Google Latitude, which lets users share their current location, has at least 3 million active users and works in a similar way. When a user decides to share his location with any Google service on a non-GPS device, he sends all visible MAC addresses in the vicinity to the search giant, according to the company's own description of how its location services works.
[Update: Google's own “refresher FAQ” states that a user of its geo-location services, such as Latitude, sends all MAC addresses “currently visible to the device” to Google, but a spokesman said the service only collects the MAC addresses of routers. That FAQ statment is the basis of the following argument.]
This is disturbing, argues blogger Kim Cameron (also a Microsoft employee), because it could mean the company is getting not only router addresses, but also the MAC addresses of devices such as laptops and iPods. If you are sitting next to a Google Latitude user who shares his location, Google could know the address and location of your device even though you didn't opt in. That could then be compared with all other logged instances of your MAC address to develop a profile of where the device is and has been.

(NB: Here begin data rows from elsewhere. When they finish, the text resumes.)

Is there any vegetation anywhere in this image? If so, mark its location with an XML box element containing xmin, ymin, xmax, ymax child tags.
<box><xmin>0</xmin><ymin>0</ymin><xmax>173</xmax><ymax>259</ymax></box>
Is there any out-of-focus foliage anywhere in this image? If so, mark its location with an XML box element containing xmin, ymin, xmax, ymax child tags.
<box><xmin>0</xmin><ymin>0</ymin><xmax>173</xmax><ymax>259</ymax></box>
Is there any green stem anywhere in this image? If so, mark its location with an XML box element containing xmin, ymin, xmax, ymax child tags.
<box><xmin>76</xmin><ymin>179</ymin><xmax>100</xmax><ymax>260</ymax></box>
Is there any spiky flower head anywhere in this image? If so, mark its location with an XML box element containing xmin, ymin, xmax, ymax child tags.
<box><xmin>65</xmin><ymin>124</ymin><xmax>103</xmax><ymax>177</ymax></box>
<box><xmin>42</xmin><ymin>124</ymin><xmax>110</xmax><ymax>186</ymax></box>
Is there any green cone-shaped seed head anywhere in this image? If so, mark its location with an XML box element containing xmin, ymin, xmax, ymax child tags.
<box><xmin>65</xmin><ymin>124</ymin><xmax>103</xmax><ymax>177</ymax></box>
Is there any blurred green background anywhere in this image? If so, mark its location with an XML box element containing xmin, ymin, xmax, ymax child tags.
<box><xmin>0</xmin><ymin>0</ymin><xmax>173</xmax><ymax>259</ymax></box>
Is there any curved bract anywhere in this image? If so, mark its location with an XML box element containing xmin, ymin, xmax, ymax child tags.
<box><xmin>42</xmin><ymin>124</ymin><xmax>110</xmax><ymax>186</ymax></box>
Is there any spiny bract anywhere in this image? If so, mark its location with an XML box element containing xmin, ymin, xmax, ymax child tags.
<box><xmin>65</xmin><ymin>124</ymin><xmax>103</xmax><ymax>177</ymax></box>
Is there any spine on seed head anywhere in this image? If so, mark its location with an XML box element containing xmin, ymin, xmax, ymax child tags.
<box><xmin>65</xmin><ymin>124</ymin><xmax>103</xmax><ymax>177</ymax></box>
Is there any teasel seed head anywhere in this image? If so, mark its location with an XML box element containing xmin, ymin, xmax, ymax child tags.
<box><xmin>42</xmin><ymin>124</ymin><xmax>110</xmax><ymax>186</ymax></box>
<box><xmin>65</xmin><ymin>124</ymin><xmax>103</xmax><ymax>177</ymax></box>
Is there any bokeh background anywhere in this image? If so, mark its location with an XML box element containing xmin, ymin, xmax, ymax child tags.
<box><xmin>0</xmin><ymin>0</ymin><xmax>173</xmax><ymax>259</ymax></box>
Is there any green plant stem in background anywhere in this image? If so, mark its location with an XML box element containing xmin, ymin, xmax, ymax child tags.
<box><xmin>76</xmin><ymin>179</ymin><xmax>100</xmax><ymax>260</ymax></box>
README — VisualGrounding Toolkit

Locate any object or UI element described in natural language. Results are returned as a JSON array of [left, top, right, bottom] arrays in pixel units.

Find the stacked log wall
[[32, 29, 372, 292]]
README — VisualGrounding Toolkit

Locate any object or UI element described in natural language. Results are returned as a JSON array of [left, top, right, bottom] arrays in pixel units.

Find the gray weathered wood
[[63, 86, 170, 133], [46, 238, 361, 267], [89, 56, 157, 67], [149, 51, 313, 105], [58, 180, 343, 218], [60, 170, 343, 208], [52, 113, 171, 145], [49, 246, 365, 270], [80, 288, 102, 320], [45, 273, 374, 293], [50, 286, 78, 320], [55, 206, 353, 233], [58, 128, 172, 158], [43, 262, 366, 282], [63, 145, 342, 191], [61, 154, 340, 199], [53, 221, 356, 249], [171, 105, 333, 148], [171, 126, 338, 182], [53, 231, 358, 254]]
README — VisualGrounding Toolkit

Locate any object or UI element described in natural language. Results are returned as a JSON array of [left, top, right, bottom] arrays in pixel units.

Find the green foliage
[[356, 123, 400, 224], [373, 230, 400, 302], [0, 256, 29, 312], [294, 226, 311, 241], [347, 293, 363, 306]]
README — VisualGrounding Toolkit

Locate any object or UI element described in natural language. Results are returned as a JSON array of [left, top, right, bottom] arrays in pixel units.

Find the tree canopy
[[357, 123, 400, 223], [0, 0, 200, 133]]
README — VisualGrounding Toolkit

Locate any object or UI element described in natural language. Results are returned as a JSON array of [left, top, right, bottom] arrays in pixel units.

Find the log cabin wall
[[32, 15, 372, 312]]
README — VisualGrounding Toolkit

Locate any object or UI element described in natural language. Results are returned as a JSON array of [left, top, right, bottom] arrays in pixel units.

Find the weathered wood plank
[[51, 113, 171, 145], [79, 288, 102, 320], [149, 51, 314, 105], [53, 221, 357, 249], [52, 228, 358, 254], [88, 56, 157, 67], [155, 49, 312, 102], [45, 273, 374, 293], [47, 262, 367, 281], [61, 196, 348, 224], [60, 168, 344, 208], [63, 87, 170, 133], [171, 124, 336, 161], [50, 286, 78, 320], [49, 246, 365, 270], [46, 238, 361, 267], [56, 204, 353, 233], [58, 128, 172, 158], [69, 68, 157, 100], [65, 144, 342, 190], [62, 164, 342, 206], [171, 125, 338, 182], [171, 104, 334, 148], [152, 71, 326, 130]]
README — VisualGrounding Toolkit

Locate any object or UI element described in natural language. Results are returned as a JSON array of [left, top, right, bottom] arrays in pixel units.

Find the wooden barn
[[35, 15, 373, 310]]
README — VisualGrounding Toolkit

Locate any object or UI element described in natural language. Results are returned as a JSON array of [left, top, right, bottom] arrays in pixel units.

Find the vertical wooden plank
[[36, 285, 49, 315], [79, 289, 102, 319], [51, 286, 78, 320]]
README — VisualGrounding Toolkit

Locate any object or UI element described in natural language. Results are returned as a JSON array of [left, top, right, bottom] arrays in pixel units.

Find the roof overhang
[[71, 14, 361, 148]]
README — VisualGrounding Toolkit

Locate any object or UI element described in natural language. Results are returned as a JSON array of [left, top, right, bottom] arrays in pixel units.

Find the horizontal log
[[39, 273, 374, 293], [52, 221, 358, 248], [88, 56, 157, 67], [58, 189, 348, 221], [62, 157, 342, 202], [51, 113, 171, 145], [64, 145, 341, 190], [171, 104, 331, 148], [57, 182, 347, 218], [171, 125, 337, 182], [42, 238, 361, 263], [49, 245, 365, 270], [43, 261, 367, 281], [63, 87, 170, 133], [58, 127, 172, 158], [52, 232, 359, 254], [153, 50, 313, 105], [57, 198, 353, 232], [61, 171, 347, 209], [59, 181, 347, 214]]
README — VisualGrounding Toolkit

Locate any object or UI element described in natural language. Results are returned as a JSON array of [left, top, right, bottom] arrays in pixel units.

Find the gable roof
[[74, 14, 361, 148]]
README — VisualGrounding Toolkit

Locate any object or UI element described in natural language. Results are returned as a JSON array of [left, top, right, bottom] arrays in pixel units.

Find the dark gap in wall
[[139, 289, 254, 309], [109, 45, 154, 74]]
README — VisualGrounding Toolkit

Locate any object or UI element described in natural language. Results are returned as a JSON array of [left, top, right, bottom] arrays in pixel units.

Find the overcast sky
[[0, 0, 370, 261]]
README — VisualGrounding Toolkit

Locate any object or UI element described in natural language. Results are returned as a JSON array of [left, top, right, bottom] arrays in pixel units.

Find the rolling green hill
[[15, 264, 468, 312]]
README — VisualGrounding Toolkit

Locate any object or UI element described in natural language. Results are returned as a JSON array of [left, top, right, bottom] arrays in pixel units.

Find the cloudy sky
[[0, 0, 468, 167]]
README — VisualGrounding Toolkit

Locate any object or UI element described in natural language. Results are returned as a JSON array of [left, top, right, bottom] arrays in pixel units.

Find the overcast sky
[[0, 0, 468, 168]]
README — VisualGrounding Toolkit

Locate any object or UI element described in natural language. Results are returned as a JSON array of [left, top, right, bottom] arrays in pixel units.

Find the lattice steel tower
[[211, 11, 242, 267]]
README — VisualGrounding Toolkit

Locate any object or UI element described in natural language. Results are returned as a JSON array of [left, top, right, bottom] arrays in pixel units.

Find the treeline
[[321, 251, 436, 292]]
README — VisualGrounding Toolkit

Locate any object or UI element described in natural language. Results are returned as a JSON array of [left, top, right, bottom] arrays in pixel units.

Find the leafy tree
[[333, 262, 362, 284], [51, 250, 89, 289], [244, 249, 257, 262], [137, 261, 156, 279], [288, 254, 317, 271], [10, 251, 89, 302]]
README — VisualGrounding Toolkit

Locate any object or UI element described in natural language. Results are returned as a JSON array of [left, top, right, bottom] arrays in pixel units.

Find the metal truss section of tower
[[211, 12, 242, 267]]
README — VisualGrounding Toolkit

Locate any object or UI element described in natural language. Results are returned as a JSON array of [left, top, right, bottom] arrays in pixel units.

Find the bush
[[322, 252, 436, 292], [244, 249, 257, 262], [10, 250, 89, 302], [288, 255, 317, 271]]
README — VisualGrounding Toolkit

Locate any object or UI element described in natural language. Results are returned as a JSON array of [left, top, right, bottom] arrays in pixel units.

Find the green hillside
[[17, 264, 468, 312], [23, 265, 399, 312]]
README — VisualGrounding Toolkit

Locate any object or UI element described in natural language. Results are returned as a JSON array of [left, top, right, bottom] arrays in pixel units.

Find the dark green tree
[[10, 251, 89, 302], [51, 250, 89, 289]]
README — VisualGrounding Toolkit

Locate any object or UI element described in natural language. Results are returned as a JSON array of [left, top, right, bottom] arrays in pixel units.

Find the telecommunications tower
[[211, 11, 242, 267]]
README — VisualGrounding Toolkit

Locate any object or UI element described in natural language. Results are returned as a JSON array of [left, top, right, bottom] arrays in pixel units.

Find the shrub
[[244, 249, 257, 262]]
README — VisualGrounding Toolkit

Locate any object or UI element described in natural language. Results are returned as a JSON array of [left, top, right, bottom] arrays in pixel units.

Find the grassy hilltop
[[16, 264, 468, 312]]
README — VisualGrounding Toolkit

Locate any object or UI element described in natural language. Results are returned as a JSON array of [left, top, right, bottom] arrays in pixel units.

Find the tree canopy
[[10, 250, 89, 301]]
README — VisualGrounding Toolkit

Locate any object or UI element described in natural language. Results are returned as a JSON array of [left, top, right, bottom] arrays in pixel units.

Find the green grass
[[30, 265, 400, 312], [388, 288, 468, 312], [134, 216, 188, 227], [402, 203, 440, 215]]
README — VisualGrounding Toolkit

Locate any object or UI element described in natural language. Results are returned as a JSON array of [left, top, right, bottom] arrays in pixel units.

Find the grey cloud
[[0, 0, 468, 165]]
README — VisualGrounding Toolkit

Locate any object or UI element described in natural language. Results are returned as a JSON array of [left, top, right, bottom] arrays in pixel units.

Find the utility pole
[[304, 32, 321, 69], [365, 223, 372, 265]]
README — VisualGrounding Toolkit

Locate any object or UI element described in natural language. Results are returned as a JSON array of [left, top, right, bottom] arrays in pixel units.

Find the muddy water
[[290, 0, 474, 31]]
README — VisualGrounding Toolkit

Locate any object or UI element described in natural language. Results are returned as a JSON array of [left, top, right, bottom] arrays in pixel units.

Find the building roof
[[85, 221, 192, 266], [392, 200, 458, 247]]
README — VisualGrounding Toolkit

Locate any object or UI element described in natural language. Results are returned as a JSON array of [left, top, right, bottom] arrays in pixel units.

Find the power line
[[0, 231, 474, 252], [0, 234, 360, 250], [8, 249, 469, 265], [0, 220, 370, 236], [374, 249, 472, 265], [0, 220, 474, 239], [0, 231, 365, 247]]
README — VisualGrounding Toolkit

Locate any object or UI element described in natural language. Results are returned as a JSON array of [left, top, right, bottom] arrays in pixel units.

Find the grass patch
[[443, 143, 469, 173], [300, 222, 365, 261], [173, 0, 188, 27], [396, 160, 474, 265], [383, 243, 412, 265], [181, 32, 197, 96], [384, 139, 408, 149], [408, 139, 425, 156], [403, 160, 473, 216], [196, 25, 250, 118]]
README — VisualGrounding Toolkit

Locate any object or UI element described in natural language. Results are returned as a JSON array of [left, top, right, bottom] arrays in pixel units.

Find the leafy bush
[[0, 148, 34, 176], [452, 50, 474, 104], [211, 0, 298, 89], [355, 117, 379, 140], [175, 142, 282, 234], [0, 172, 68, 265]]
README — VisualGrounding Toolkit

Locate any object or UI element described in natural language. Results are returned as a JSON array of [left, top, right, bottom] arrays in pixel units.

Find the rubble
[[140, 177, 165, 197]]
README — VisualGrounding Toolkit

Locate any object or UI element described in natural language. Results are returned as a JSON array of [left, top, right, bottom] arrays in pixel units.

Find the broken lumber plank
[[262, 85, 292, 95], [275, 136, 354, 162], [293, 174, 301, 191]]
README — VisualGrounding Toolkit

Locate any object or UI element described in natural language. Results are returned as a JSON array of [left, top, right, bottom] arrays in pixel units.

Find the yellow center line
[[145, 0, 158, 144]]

Google denies using the information it collected and, if the company is telling the truth, then only data from unencrypted networks was intercepted anyway, so you have less to worry about if your home wireless network is password-protected. (It's still not totally clear whether only router MAC addresses were collected. Google said it collected the information for devices “like a WiFi router.”) Whether it did or did not collect or use this information isn't clear, but Google, like many of its competitors, has a strong incentive to get this kind of location data.
[Again, and I really do feel for Niraj, the PR leaves the impression that if you have passwords and encryption turned on you have nothing to worry about, but Googles’ GStumbler report says that passwords and encryption did not prevent the collection of the MAC addresses of phones and laptops from homes and businesses. – Kim]
I really tuned in to these contradictory messages when a reader first alerted me to Niraj's article. It looked like this:
My comments earned their strike-throughs when a Google spokesman assured the Atlantic “the Service only collects the MAC addresses of routers.” I pointed out that my statement was actually based on Google's own FAQ, and it was their FAQ (“How does this location database work?”) – rather than my comments – that deserved to be corrected. After verifying that this was true, Niraj agreed to remove the strikethrough.
How can anyone be expected to get this story right given the contradictions in what Google says it has done?
In light of this, I would like to see Google issue a revision to its “Refresher FAQ” that currently reads:
The “list of MAC addresses which are currently visible to the device” would include the addresses of nearby phones and laptops. Since Google PR has assured Niraj that “the service only collects the MAC addresses of routers”, the right thing to do would be to correct the FAQ so it reads:
- “The user’s device sends a request to the Google location server with the list of MAC addresses found in Beacon Frames announcing a Network Access Point SSID and excluding the addresses of end user devices like WiFi enabled phones and laptops.”
This would at least reassure us that Google has not delivered software with the ability to track non-subscribers and this could be verified by data protection authorities. We could then limit our concerns to what we need to do to ensure that no such software is ever deployed in the future.